Computes a Word2Vec model based on an input (text) corpus. Word2Vec is a neural network based approach to create word embeddings (high dimensional features vectors) from a given input corpus. It relies on the distributional hypothesis, which states that words occurring within a specific context range are similar.
Note: Changed machine learning algorithm implementations in Spark 3 may slightly change results compared to Spark 2. Overall performance improved.
As input, the processor takes a table with columns containing a corpus (collection of written texts).
The processor forwards a table with extracted words and the respective vector (apart from the words column, the number of columns created is equal to the dimension mentioned in the configuration).

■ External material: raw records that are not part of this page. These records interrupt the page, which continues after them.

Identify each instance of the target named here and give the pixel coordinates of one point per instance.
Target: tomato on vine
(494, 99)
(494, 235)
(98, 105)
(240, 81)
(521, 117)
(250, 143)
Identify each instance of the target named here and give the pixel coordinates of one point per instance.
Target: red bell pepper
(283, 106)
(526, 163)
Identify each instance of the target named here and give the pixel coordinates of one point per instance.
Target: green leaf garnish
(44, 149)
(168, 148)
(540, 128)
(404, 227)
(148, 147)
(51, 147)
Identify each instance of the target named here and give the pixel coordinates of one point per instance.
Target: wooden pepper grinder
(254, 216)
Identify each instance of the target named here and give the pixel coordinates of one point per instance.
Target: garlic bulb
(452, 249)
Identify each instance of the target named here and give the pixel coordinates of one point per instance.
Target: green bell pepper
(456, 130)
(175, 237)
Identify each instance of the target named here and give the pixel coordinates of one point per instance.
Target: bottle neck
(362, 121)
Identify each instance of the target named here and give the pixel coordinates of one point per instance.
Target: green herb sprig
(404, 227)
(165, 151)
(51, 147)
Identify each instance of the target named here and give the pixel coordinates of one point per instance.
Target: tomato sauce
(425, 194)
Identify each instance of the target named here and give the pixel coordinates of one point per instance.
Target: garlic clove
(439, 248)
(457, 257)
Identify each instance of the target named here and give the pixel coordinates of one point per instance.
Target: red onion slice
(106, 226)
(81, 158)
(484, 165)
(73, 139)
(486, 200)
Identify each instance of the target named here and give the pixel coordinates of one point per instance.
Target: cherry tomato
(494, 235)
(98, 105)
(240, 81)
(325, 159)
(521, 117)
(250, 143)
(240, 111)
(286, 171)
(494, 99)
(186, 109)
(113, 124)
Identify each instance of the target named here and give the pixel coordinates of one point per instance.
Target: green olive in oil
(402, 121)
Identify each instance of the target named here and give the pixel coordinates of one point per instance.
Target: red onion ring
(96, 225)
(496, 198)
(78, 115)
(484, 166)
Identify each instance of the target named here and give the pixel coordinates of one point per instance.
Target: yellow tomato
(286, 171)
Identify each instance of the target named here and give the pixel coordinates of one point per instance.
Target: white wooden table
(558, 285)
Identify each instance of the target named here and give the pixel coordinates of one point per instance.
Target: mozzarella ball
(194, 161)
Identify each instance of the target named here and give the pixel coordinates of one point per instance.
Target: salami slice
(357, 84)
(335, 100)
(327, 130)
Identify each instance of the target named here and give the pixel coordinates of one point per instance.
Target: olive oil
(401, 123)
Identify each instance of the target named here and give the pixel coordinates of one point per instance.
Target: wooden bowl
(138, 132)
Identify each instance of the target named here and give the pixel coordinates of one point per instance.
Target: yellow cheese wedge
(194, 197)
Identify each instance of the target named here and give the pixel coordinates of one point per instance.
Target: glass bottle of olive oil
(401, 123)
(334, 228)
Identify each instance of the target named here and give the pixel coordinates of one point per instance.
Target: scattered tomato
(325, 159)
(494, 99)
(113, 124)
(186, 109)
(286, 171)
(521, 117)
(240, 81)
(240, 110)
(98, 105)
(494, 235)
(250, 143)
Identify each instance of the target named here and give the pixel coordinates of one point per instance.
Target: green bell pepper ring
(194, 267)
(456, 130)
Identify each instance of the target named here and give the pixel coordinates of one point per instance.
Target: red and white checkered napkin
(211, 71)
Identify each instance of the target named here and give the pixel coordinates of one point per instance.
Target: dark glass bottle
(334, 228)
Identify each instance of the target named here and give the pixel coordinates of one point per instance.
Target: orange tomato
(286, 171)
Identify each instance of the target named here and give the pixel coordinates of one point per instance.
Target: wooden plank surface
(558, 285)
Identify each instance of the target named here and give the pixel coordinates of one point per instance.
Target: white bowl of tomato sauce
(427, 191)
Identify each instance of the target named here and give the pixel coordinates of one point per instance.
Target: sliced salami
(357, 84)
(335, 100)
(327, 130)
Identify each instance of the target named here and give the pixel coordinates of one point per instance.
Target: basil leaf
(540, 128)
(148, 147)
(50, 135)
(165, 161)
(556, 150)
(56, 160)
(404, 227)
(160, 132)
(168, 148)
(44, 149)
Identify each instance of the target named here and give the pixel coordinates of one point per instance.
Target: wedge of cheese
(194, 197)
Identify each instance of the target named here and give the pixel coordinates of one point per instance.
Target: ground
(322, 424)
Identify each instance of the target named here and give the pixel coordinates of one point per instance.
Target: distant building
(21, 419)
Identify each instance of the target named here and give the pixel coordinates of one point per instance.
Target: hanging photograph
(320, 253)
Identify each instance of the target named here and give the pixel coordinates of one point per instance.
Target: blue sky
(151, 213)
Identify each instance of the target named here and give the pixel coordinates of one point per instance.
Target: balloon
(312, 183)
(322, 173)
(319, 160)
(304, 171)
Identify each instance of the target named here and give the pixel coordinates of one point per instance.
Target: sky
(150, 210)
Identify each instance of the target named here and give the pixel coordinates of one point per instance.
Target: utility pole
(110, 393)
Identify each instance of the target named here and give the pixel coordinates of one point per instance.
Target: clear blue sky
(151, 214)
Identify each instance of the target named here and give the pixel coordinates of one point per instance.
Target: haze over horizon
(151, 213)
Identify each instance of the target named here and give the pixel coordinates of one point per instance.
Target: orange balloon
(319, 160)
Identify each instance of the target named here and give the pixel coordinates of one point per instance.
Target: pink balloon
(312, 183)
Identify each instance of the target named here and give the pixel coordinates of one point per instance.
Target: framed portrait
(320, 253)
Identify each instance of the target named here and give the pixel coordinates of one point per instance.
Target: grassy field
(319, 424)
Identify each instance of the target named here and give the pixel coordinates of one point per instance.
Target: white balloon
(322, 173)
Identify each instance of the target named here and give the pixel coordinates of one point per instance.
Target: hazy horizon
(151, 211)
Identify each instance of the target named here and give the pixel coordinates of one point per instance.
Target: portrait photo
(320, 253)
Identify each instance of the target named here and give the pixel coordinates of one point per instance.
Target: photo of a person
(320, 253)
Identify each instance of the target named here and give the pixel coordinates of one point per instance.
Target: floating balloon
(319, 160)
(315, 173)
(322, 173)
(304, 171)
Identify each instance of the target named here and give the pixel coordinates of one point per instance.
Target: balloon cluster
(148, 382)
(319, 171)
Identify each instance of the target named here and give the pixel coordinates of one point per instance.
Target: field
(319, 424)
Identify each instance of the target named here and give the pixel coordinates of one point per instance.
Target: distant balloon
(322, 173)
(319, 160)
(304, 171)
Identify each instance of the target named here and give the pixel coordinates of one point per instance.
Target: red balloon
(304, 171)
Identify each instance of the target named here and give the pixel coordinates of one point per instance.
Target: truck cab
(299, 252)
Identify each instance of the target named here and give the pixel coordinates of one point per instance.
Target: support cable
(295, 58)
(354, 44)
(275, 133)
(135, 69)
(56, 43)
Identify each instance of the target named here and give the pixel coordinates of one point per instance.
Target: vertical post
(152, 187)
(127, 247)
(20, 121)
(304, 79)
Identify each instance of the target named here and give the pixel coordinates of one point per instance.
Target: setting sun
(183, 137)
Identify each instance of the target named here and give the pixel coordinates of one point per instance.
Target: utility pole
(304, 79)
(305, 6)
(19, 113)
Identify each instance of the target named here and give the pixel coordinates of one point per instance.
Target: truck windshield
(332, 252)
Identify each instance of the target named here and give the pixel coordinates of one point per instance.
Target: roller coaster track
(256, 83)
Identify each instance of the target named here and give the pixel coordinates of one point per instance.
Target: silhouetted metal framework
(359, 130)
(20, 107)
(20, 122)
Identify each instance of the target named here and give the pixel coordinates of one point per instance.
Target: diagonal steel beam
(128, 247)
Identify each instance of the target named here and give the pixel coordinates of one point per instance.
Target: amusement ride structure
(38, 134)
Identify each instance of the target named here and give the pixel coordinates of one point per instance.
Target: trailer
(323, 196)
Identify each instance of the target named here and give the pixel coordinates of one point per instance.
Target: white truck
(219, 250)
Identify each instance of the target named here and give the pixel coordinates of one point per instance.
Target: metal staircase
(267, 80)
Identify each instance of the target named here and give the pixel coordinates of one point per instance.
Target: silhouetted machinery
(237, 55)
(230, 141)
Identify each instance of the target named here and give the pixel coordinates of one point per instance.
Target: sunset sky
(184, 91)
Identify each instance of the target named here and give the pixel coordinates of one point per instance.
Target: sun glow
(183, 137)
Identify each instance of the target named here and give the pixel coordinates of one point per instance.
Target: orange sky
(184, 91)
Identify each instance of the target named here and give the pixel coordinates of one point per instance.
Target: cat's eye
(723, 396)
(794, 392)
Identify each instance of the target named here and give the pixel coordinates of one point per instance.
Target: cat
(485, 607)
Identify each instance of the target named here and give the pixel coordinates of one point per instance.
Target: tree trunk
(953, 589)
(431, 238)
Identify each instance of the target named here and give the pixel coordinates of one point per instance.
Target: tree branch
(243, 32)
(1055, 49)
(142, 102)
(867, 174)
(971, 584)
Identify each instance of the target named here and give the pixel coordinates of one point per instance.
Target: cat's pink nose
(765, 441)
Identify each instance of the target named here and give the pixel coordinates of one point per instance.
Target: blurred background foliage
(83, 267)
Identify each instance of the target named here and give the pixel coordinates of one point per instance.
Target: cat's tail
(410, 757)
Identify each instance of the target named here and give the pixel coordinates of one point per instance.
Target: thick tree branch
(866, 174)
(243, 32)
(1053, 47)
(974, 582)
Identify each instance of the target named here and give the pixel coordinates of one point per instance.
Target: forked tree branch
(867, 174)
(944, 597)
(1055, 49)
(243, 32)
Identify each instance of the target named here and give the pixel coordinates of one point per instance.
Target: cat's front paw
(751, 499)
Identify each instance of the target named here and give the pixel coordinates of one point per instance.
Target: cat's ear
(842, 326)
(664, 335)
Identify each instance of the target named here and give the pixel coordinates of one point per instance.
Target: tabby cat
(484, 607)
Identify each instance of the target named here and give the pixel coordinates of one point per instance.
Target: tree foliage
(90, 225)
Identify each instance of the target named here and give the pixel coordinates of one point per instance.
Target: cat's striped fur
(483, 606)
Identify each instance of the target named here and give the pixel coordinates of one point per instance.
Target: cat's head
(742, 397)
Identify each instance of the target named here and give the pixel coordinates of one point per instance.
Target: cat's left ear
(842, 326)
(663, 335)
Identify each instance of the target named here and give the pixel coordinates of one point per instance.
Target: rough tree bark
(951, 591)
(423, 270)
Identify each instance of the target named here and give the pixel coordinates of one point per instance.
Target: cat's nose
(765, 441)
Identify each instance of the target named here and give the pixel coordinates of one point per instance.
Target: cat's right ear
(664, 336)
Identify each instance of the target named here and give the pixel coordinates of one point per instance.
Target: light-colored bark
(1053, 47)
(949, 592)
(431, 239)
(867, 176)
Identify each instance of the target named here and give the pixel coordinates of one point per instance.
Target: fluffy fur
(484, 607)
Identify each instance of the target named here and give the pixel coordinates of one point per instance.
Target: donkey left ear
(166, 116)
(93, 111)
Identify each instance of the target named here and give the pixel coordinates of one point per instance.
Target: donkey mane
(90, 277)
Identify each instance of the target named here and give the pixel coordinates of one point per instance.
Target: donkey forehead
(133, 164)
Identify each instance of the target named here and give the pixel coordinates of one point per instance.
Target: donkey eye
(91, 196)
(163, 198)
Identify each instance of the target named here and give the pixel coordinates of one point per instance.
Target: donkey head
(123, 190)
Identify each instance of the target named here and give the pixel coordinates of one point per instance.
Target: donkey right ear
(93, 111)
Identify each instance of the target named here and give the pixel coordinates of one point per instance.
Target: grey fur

For this example, we use the following corpus as input:
|Trees were swaying, though gently, and their leaves were rustling as if in applause to the change in the weather|
|This had been going on for several days|
|The men and women who gauge the climate on television were exultant over the unusual run of good weather as if it was they who had brought it on|
|how it's supposed to be done " is a trait all of the best deer hunters share|
|Plus , it's a lot of fun to pull off-the-wall stunts that actually work in special situations|
|The protesters here certainly know what they don't like: war, globalization, capitalism, drug laws, immigrant detention centers, a high-speed train line and, inexplicably, the Olympic torch|
|This is a discussion of war, " said Claudio Robba, 25, one of maybe 150 protesters at a piazza|